Герберт Кагайнис по-прежнему именовался Третьим, хотя оба его старшие тезки уж больше года как выбыли из сплоченных рядов ВАБа. Первый теперь работал в угальском леспромхозе, поскольку сам пришел к выводу, что спокойнее зарабатывать деньги честным путем. Второму эту мысль пытались внедрить в голову воспитатели исправительно-трудовой колонии.

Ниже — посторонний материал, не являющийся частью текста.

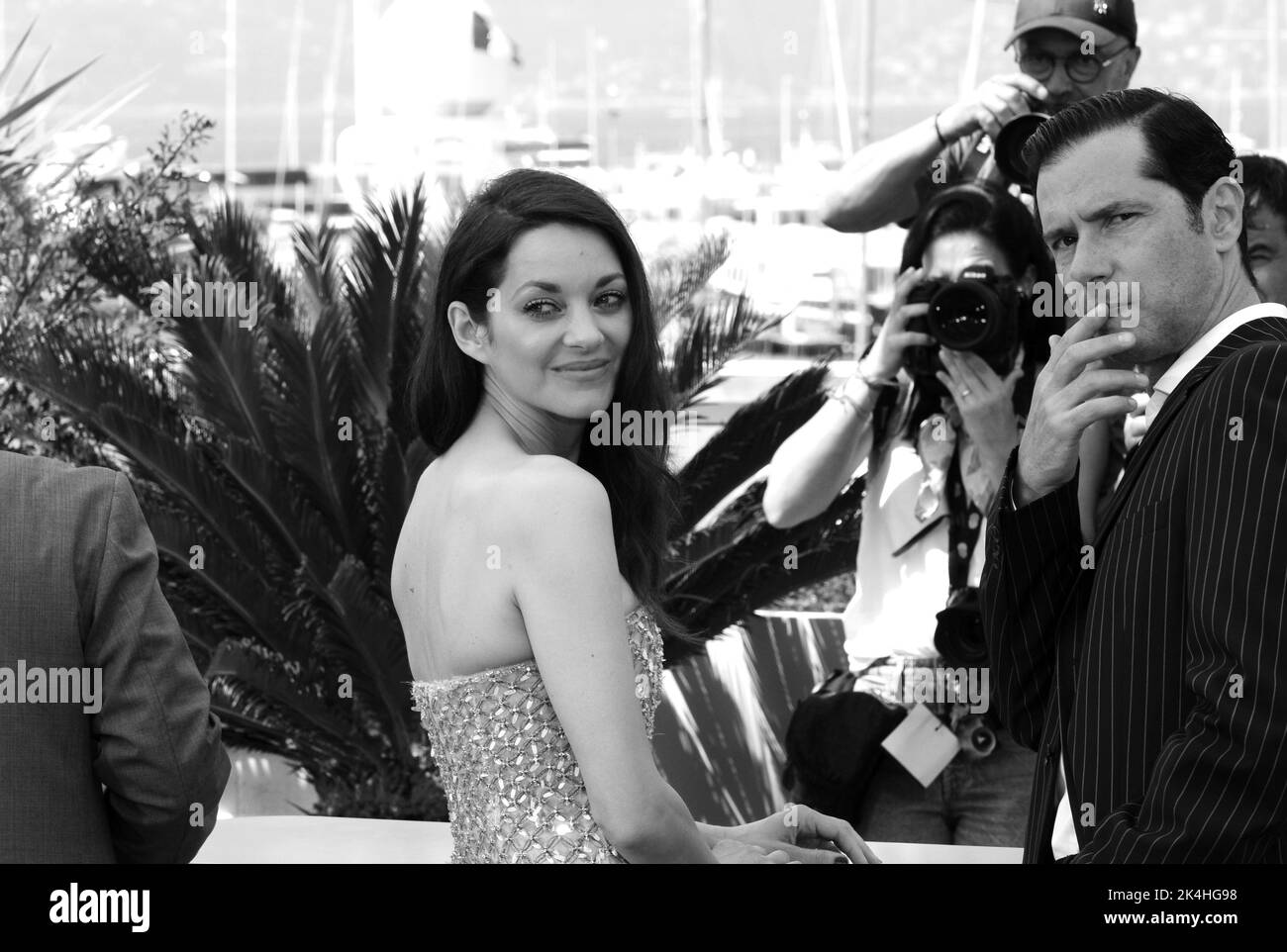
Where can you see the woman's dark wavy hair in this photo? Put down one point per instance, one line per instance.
(999, 217)
(446, 385)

Остальные бизнесмены еще не заслужили особых прозвищ и назывались обыкновенно — Янка, Рудис, Владик и Славик. Однако в мероприятии, намеченном на то утро, оба брата Морозовых играли выдающуюся роль. Ведь никто иной как они разузнали у своего отца — сменного диспетчера порта — о том, что в Вентспилсе для пополнения запасов воды и топлива ошвартуется и простоит несколько часов судно «Хелена». У ребят не было сомнения, что моряки с самого утра сойдут на берег отведать местного пива, и потому несли свою «вахту» в Парвенте. Удалось матросам утолить свою вечную жажду или нет — неизвестно, но иностранцы были перехвачены неподалеку от ворот порта, «бизнесмены» у них закупили по дешевке четыре блока наилучшей голландской жвачки и даже отменные наручные часы для водолазов, о которых Мексиканец Джо мечтал давным-давно. Неважно, что механизм у них был дрянной: штамповка и ни одного камня, зато вид — закачаешься!

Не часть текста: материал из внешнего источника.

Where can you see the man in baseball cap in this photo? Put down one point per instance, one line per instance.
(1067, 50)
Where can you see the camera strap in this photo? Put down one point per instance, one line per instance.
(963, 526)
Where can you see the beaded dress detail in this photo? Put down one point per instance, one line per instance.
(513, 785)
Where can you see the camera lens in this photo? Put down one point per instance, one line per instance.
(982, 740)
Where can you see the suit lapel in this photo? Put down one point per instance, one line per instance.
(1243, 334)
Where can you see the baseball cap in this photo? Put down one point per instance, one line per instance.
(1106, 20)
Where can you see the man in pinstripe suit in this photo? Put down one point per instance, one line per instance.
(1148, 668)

В данный момент часы перекочевывали с руки на руку, вызывая огромное восхищение. Мальчишки даже не осмеливались перевести стрелки или нажать кнопку хронометра — столь угрожающим было выражение лица нового владельца сокровища.
— Эта покупка отбрасывает нас на две недели назад, — недовольно проворчал Герберт. — И в каникулы куда трудней расторговать по штуке эту чертову жвачку.
Мексиканец Джо, чувствуя себя в известной степени виноватым, пытался найти хотя бы теоретическую возможность залатать непредвиденную прореху в общей кассе.
— Если удастся раздобыть три пары джинсов, мы завтра же будем разгуливать с «Сикурой» под мышкой.
— Кончай заливать! — махнул рукой Рудис. — Станут тебе иностранцы разводить канитель с джинсами. Их привозят только наши. И цену им знают получше нас с тобой.
— Вчера в магазине давали «Милтон» по семнадцать рублей, — сообщила Райта. — Вполне приличные...
— Мягковаты. И разве это лейбло: какой-то беззубый тигр? — Герберт собаку съел на импортных товарах. — Эти шкарята похожи на настоящие «Леви-Страус» не больше, чем Рудис — на Метревели.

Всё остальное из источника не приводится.